Is Colorectal Cancer Treatable?
Though prevalent, colon cancer is treatable. Your doctor will discuss which of the several treatment options may be best for you.
“Treatment-wise, no colorectal cancer is the same, and a diagnosis affects each person differently,” Dr. Choudry says. “Treatment can involve surgery, chemotherapy, radiation therapy, or a combination of these treatments, and it may include clinical trials.”
Surgery for colorectal cancer
Surgery generally is the first option for early-stage colorectal cancer. Doctors can perform different procedures depending on the stage, size, and location of the tumor:
- Laparoscopic colonic resection: This minimally invasive procedure removes all or part of the colon and some surrounding lymph nodes. Doctors make keyhole-sized incisions and use advanced imaging and small instruments to remove the tumor. This allows for a shorter recovery time.
- Open colonic resection: This requires a larger incision. Surgeons remove all or part of the colon and some surrounding lymph nodes. Because a larger cut is required, recovery can take longer.
- Low anterior resection: This surgery for rectal cancer removes the part of the rectum with the tumor. Doctors then attach the colon to the remaining part of the rectum to keep normal bowel function.
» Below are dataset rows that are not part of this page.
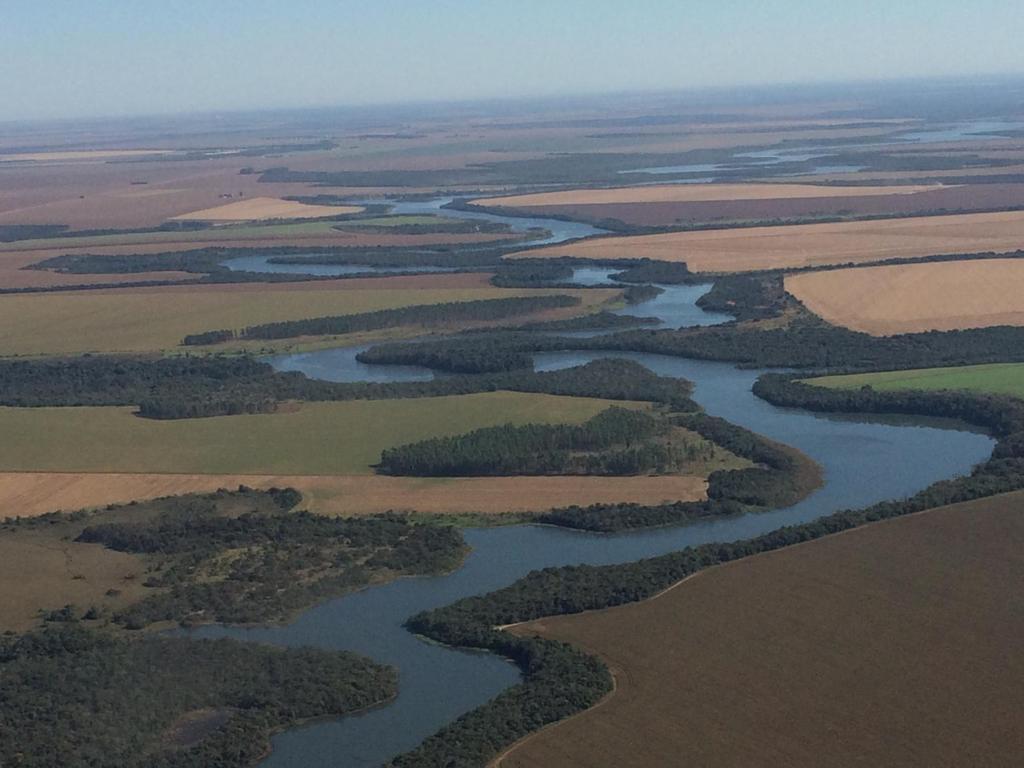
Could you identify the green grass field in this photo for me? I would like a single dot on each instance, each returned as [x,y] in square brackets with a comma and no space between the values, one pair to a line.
[1000,379]
[396,221]
[226,231]
[315,438]
[157,320]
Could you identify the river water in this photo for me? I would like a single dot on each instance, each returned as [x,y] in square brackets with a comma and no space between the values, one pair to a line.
[864,461]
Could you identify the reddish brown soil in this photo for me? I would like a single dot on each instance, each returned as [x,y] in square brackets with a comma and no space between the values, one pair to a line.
[894,644]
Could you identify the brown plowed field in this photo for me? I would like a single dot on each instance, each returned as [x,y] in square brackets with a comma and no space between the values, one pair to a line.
[912,298]
[809,245]
[668,213]
[894,644]
[30,494]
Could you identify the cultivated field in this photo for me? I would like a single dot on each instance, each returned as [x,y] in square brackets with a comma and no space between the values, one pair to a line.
[311,438]
[694,193]
[1004,378]
[30,494]
[256,209]
[912,298]
[61,572]
[135,320]
[810,245]
[893,644]
[308,232]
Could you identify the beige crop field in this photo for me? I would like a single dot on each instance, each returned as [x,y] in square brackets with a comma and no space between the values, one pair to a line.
[894,644]
[809,245]
[78,155]
[152,318]
[695,193]
[913,298]
[256,209]
[61,572]
[31,494]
- Abdominoperineal resection (APR): Surgeons remove the rectum, anus, and surrounding tissues like the sphincter muscle. The removal of the anus means the patient will need a permanent colostomy. The colon is attached to an opening in the skin of the abdomen, allowing stool to leave the body.
More advanced technologies have allowed for procedures that preserve normal bowel function, including:
- Local excision: This procedure requires no cuts through the abdomen; instead, doctors remove the tumor through the anus.
- Neoadjuvant therapy: Doctors use radiation and chemotherapy to shrink the tumor before surgery.
Chemotherapy for colorectal cancer
In chemotherapy, doctors use anti-cancer drugs or chemicals to kill or shrink the tumors. They can be used alone or in combination with surgery and radiation. You can receive chemotherapy both before surgery or after.
For colorectal cancer that has spread to the abdominal cavity, doctors can give high concentrations of chemotherapy to the cancer’s direct site. The procedure is known as hyperthermic intraperitoneal chemoperfusion (HIPEC).
Radiation for colorectal cancer
Radiation uses high-dose x-rays to kill or shrink cancer cells. It can be used alone or in combination with other treatments.
Use of radiation therapy is more common for rectal cancer than for colon cancer.